I was diagnosed with MS in 2000 at age 29. Four years earlier, I had been told that I "might" have MS, because I had a pretty severe case of optic neuritis in my left eye. The ophthalmologist told me that optic neuritis usually indicates MS, but the neurologist wouldn't diagnose me with MS because it was only my first exacerbation -- and back then in 1996, they waited for a "second and different" exacerbation. Today, however, if a healthy young person suddenly has optic neuritis, the neurologist will usually give a preliminary MS diagnosis so treatment can begin.

Optic neuritis is the most common first symptom of MS. What happened to me, and what happens to many people who have optic neuritis out of the blue, is that you’re first worried that it might indicate brain cancer. Indeed, my maternal grandfather died at age 30 in 1947 of brain cancer, so I was worried that this partial blindness was due to brain cancer. After my first MRI, when my ophthalmologist called me at work to tell me that it wasn’t brain cancer, my relief only lasted a few moments before he said that it could indicate MS. I did know that MS was much better than brain cancer, but it was still a shock.

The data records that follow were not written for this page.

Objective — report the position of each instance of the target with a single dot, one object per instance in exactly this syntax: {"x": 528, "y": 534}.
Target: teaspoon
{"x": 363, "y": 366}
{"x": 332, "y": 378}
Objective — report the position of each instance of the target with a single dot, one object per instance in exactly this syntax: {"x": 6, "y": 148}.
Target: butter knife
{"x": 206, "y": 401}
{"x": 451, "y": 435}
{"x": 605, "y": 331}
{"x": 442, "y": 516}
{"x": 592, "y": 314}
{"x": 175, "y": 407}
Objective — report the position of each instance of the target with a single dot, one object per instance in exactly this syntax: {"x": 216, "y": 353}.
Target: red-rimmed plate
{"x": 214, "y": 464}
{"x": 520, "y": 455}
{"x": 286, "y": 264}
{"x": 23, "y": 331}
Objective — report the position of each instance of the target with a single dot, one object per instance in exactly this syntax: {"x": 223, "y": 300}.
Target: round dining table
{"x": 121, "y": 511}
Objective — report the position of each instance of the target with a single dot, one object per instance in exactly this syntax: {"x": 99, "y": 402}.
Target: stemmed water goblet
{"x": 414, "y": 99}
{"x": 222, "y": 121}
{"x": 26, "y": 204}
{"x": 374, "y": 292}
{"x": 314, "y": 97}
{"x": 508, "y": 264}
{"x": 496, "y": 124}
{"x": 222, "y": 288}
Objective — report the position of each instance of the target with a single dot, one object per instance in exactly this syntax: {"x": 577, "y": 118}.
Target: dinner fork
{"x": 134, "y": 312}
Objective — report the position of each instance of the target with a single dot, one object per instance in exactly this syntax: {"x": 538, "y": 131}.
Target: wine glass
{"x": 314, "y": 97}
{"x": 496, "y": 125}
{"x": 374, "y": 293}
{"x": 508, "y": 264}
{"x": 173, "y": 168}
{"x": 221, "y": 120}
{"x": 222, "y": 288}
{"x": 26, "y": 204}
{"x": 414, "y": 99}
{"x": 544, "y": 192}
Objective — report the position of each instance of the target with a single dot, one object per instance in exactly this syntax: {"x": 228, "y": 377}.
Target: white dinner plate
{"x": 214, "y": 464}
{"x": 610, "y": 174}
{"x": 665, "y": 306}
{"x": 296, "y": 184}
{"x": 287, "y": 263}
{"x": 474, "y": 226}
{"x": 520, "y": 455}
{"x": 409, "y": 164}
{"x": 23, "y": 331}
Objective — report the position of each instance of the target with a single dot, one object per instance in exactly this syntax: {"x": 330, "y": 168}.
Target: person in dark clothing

After having the optic neuritis, I hoped that avoiding the various things which we knew triggered MS symptoms, such as heat and stress, would keep any further MS symptoms from occurring. Plus, when I was 26 -- only a year after the episode of optic neuritis and the subsequent MS "warning" -- I also discovered the Blood Type Diet, which accurately (for me) explained that people who have type B blood tend to be good at fending off cancers and heart disease, but not so good at avoiding immune-system conditions such as lupus, Lou Gehrig's disease (ALS), and MS. So finding this science-backed (albeit holistic and naturopathic) diet was like finding the answer to a mysterious riddle.

It was when I got careless -- I took a fairly hot bath in my new Whirlpool tub after moving to a new house, and I'd also just started a new job (all of which equals stress). I developed numbness in the entire left side of my body, and it was then that I was finally diagnosed. I was prescribed Avonex, and so my multifaceted solution was now complete.

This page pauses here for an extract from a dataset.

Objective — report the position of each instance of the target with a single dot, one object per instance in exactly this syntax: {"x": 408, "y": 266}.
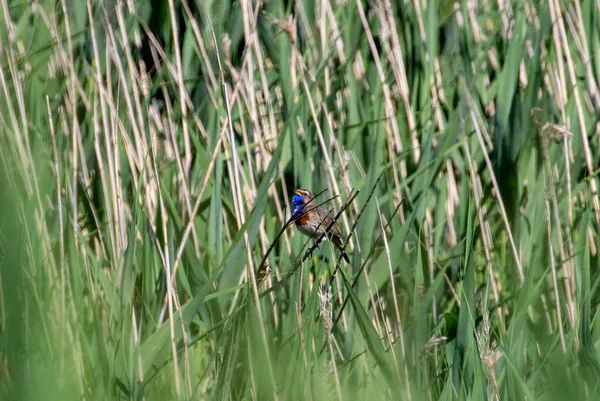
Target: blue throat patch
{"x": 298, "y": 203}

How the MS Pieces Came Together

In 1993, the first MS medication became available under the brand name Betaseron (interferon beta 1-b). In 1996, both Avonex (interferon beta 1-a) and Copaxone (glatiramer acetate) became available as alternative options, and they were known as "the ABC drugs for MS."

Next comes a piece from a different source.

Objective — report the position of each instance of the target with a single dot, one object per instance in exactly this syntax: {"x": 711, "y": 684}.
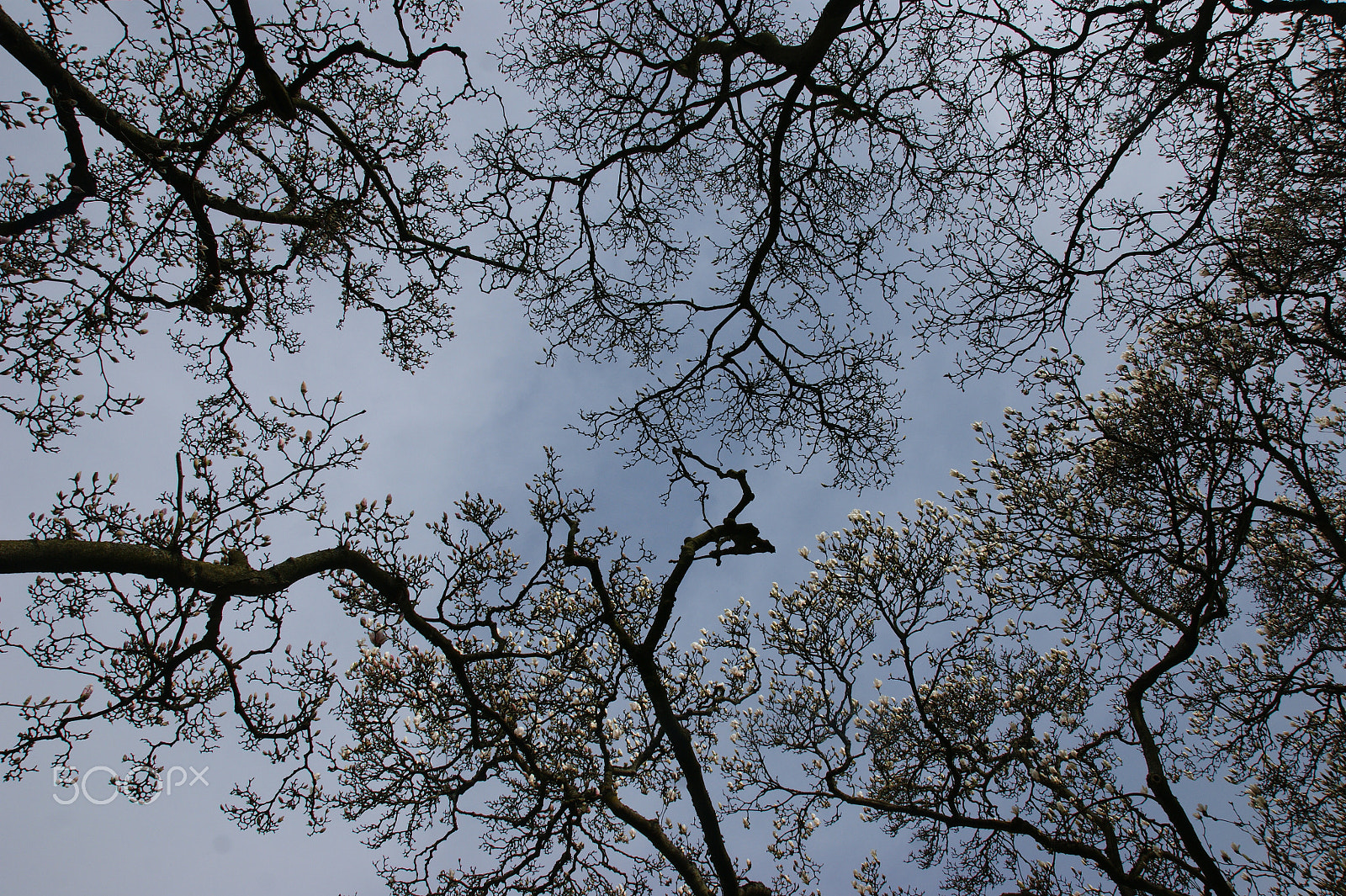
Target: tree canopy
{"x": 1110, "y": 651}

In the meantime, we had learned many things over recent decades about what can trigger or worsen MS exacerbations, such as getting too hot, being too stressed, and not getting enough sleep.

There have also been some key pieces of knowledge that we've gained in tamping down MS, including avoiding "immune-enhancing" supplements – such as vitamins C and B-6. (This means that multivitamins are to be avoided.) In MS, the immune system is already strong enough as it is, and indeed too strong in certain ways -- so strengthening it further is not only not beneficial, not only unhelpful, but indeed potentially destructive to someone who has MS.

There are certain supplements that are necessary, however, including vitamins D and B-12 as well as magnesium. Evening primrose oil is also believed to be beneficial. Healthy MS patients also tend to value and nurture the spiritual aspect of their life.

In MS, the immune system mistakenly attacks the protective fatty layer that covers neurological cells, and this layer is called myelin. These areas where the myelin has been attacked are called scars, or "sclerosis." Most people's bodies have the ability to replace any missing myelin, but the quality and integrity of the new myelin isn't quite as good as the original -- which is why some MS exacerbations sometimes have aftereffects.

In my book “Game Over, MS,” I explain how the combination of these factors come together to form the ideal solution. The acronym SYSTEMS stands for Spirit, Your mind, Sleep, Temperature, Eat right, Medication, and Supplements.

Although we don’t yet have a cure to MS per se, we do have a solution -- a system -- that truly works.